The theory for right to left modulus exponential technique is very straight forward if the explanation is using a small modulus n number. For example,
$$3^{77} \bmod 11$$
In this example, we know that the remainder will be always less than 11 which the maximum remainder in this case will be 10. Hence, when we are implementing the square across right-to-left binary bits, the biggest square operation will be 10 and followed by modulus 11 & so-on
However, if we are applying this in the RSA formula. For example,
$$S^e \bmod n$$
where $n$ is the product of $p \times q$ and it can be up to 4000 over bits. Regardless of the value of $e$, using the right-to-left technique, the sub-step anyhow will involve the square of the remainder. In this case, does it mean worst case we will have 4000 bits x 4000 bits, and it will yield 8000 bits result & followed by the modulus $n$ operation. (This doesn't sound make sense to me, of course, there is also a high chance I don't 100% understand this technique)

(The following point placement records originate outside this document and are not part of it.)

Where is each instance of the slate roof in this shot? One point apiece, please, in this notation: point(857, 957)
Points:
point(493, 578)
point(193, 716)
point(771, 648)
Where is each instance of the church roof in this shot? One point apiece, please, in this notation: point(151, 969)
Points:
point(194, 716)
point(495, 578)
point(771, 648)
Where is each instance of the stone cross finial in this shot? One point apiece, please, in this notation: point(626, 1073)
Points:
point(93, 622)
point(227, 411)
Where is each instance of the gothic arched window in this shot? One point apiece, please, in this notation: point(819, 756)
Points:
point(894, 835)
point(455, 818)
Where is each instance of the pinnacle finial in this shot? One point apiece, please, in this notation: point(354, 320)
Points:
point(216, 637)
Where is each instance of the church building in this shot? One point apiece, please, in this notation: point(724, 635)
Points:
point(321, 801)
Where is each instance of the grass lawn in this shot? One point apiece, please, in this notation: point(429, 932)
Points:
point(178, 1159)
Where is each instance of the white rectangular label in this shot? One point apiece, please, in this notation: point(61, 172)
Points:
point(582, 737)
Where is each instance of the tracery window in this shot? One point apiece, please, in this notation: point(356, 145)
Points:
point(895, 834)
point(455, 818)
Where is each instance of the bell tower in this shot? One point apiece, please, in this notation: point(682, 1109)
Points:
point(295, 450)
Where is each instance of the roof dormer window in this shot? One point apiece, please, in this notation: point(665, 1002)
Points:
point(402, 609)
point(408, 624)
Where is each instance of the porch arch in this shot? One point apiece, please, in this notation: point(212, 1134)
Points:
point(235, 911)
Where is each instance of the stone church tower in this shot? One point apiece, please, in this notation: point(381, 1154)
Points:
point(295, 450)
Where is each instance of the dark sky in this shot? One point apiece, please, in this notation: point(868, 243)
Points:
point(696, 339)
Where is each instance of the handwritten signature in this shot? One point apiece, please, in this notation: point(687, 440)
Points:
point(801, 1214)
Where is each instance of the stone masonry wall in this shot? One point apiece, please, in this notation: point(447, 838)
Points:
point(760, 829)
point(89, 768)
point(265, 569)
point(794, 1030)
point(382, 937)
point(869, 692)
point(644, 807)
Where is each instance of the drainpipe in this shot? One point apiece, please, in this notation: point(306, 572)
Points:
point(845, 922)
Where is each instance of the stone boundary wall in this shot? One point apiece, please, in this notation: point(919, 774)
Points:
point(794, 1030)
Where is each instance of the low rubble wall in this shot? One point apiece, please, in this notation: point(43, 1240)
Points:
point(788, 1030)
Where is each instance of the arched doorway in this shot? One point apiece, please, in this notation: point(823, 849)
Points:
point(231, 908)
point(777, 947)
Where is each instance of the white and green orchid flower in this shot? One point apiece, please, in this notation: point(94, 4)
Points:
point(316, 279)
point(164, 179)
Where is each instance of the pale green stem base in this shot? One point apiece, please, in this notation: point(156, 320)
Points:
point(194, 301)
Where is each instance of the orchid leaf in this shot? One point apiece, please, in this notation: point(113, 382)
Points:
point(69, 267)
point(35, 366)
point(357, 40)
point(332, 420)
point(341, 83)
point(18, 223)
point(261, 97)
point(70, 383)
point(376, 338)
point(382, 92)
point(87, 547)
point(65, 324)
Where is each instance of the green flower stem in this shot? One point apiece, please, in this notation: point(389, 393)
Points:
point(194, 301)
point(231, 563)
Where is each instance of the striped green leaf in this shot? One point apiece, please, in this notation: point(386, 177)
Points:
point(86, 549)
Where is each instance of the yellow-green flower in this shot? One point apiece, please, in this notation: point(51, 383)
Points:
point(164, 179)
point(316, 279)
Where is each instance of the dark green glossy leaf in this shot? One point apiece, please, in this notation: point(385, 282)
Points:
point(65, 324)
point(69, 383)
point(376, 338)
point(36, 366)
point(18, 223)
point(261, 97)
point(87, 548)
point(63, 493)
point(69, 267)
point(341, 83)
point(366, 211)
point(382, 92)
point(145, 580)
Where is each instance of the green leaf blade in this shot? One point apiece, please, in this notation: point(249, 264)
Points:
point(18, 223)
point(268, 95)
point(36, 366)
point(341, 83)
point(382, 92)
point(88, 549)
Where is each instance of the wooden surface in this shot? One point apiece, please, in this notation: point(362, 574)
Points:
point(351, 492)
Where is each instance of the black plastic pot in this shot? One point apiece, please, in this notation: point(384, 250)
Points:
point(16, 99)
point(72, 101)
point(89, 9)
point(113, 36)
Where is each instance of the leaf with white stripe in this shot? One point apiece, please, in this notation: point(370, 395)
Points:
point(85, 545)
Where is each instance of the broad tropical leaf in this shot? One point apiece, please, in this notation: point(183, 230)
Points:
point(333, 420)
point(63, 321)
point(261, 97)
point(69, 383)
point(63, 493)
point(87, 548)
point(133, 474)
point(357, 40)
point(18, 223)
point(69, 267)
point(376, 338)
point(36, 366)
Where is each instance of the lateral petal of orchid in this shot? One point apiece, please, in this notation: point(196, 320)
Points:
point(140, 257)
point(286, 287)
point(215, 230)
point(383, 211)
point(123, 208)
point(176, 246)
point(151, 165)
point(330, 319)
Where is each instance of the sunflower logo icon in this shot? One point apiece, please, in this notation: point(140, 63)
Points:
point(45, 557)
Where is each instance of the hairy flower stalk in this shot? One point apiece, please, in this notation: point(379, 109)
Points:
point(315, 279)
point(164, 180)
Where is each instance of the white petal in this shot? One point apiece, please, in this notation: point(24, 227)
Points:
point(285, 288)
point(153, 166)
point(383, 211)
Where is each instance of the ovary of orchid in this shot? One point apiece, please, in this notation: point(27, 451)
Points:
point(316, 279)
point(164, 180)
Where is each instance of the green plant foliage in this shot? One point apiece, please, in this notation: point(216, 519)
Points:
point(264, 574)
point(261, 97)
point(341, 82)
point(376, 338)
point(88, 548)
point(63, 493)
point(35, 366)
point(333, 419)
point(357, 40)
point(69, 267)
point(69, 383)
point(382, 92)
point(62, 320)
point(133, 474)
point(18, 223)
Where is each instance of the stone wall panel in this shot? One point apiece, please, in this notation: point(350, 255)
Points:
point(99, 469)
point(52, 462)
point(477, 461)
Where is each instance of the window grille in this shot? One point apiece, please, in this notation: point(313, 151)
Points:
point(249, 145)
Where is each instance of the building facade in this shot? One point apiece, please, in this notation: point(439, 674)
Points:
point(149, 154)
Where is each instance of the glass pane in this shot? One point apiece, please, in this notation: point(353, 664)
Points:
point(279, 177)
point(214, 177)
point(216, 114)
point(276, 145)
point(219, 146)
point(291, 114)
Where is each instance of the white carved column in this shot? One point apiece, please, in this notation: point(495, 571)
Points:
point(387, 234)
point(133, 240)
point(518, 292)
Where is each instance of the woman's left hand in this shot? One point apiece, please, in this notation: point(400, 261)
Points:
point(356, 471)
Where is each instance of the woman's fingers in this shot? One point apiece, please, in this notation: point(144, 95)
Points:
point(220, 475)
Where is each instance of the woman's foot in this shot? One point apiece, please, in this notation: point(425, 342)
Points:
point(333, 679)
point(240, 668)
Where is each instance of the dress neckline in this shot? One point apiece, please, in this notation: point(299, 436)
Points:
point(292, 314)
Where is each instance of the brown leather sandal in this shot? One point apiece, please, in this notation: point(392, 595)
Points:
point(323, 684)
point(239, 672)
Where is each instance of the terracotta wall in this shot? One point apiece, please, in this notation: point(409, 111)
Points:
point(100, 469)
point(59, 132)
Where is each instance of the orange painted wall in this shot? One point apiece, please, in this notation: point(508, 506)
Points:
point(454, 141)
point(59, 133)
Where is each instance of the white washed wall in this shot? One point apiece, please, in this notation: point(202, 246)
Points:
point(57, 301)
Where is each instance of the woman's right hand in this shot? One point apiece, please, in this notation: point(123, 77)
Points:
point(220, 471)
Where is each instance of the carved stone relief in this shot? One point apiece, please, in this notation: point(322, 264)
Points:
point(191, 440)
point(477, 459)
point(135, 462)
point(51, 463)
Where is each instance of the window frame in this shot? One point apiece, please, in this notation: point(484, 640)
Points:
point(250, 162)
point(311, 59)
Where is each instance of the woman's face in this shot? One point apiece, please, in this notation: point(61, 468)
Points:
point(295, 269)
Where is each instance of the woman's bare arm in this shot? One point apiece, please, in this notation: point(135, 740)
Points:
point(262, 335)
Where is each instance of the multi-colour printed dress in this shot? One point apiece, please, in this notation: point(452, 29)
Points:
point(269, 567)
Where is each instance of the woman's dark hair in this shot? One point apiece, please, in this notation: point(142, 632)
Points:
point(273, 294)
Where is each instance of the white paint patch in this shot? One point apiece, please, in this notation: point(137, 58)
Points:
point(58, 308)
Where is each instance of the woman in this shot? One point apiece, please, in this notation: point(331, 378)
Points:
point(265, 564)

I apologize if the question sounds silly to you. But I like to get more idea of how to practically apply this technique into the real world RSA implementation. The right-to-left technique looks like only help in the big exponential side, but there is still a big modulus number portion to be resolved which I still couldn't make sense where the most internal source is more focusing on the exponential side.
Appreciate it if you can enlighten me.